みずほの障害が続くと、メディアを中心に「この銀行のシステムはもう駄目だ、使えない。では、どうすればよいだろうか?」との疑問が必ず出てきます。筆者の答えは、(殆どブラックですが)「今更作り直す費用も時間もない。技術もない。人もいない。いい加減なベンダーならば、ウチに任せてくれれば、安く速く新システムを作れると言うでしょう。そんなベンダーは一切信用してはいけない。何も判っていないし、余りに無責任だ。実現可能性から言えば、三菱UFJか三井住友にフルアウトソーシングするしか方法がないでしょう。」質問者は笑って、以降この質問はしません。
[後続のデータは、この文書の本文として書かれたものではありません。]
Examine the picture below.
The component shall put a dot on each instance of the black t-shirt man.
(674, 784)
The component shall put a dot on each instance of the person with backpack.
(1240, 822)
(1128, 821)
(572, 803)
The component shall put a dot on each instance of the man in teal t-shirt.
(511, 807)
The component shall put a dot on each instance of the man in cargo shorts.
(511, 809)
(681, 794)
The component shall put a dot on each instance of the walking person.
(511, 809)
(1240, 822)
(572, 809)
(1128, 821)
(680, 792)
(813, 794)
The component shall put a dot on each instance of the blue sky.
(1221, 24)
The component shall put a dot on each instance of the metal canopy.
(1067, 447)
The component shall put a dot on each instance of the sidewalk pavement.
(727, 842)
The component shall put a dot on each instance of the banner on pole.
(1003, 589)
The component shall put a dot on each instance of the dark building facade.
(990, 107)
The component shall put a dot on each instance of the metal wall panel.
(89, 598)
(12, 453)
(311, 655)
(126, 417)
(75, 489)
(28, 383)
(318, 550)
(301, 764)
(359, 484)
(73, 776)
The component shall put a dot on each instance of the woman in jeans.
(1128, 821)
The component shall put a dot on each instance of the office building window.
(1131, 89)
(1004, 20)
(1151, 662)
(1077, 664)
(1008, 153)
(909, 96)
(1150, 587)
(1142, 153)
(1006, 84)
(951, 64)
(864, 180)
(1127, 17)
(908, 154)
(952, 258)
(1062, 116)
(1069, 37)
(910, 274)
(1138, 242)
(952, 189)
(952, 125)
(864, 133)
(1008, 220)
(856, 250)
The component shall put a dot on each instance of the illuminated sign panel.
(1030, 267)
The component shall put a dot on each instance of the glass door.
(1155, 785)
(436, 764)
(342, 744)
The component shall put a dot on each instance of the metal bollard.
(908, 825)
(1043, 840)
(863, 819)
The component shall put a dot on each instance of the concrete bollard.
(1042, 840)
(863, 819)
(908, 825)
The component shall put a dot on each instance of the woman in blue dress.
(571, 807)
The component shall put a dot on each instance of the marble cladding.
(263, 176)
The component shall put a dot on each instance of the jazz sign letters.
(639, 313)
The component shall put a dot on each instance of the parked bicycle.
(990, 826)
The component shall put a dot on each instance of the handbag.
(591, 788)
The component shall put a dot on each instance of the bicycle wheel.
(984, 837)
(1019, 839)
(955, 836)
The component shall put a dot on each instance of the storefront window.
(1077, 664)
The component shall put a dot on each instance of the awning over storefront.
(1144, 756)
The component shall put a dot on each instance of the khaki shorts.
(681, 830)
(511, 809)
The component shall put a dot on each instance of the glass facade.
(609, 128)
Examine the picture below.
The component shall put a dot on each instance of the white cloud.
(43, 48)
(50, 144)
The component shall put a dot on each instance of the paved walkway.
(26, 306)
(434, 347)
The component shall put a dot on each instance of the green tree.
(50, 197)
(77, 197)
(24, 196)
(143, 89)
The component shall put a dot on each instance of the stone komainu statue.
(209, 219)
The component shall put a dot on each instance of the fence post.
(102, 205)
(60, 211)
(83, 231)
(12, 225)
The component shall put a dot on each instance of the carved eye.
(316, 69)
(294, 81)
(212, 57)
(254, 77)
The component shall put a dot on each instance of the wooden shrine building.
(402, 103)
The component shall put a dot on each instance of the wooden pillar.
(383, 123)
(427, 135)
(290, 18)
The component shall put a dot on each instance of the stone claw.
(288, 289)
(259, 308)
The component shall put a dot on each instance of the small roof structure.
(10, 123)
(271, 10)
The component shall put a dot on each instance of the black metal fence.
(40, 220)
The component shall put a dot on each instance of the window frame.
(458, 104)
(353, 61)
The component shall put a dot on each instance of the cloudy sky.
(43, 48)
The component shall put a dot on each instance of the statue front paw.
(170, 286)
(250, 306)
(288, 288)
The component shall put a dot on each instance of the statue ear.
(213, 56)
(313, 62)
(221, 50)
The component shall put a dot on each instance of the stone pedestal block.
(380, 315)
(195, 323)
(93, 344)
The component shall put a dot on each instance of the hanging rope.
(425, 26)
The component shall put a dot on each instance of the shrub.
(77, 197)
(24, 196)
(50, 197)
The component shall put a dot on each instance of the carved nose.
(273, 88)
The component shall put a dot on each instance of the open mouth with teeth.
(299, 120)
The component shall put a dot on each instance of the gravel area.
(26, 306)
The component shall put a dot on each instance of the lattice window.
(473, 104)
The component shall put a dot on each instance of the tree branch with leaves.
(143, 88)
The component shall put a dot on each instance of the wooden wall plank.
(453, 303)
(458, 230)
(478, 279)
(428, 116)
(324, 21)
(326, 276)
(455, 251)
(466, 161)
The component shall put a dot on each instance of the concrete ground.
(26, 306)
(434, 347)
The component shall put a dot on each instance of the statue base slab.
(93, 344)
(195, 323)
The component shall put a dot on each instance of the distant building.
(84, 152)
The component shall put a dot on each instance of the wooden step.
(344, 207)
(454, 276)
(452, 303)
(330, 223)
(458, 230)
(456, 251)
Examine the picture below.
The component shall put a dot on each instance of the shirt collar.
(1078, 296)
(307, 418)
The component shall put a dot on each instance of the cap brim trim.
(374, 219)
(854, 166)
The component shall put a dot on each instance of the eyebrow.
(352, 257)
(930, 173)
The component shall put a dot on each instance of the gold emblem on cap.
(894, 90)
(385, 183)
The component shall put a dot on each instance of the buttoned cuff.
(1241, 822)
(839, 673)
銀行の中には、何年もオンラインの大規模障害を起こしてないところがあります。他人任せにせず、コア要員を内部に揃え、その人達はシステムは勿論、運用や事務規定まで熟知しています。その為に、統一された分業・専門家のチームを伝統的に実現しています。みずほにおいては、MINORIプロジェクトのスタートラインでOneみずほという謳い文句が曖昧なままだったので、多くの面で不統一・不整合を内在させてしまったのだろうと筆者は想像しています。同じような懸念を、多くのみずほシステム部門OBの方々が現役に伝えていたのですが。何故、それがプロジェクトに反映されなかったのか?(現役銀行員はOBの話を聞いても採用することは滅多にない。人事に影響力を残すOBの話は別ですが)

今現在、規模はMINORIとは比較にならないほど小さいですが、似たようなごちゃ混ぜシステムを開発中の銀行がいくつかあります。秘密主義の銀行界では、多くの場合、失敗事例も成功事例も共有されません。欧米ではIT技術者の労働移動性が高いので、経験の共有が図り易い。ソフトパッケージをやたらカストマイズしたがる風土と合わせて、わが国金融ITの弱点と言えるでしょう。